Nightline color scheme. Tulsa has 6 bus lines that run at night — completely separate from normal service. Despite having only 6 lines the system is rather comprehensive (and uses smaller-capacity buses). I’m excited to see the nightline map, it’ll be far less cluttered and more stylized.

Having flashbacks to my color theory class in college.

Progress Update: Color.

Working on color schemes. My thought process: 18 existing bus lines, plus I want to leave room for expansion without having to change existing colors. This is a little bit overwhelming. The existing map uses several colors that are virtually indistinguishable, and I’m doing my best to avoid that. 

Also I kind of want to print this on a huge canvas and hang it in my living room.

Just a little more process. Merging real-world information with my styles, adjusting accordingly. The route lines have gotten slimmer in proportion to the streets themselves to simplify complex intersections and interchanges, and to keep things from getting muddled when you view the map as a whole. 

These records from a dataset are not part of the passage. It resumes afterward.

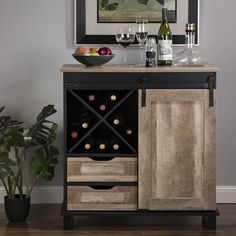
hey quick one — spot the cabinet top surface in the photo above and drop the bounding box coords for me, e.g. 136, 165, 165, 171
61, 64, 220, 73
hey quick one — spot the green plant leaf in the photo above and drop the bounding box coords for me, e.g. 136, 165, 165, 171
156, 0, 164, 4
0, 152, 16, 168
28, 105, 57, 146
100, 0, 109, 8
30, 145, 59, 181
137, 0, 149, 5
105, 3, 119, 11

A few personal thoughts on Bus Maps as opposed to other transit types:

Whereas a rail map concerns itself mostly with the rail line itself, a bus line is all about navigating the actual streets. As this project develops I realize more and more that it’s a map of the city almost more than a map of the transit. There are elements of stylization of course — smoothing out interchanges, snapping the grid a bit, but ultimately the map has to represent the city. My goal is not just an elegant and beautiful transit map but also a completely useable map of the city. This is, after all, where the existing map fails so fundamentally — not as a transit diagram (though it certainly does fail there as well) but as a map.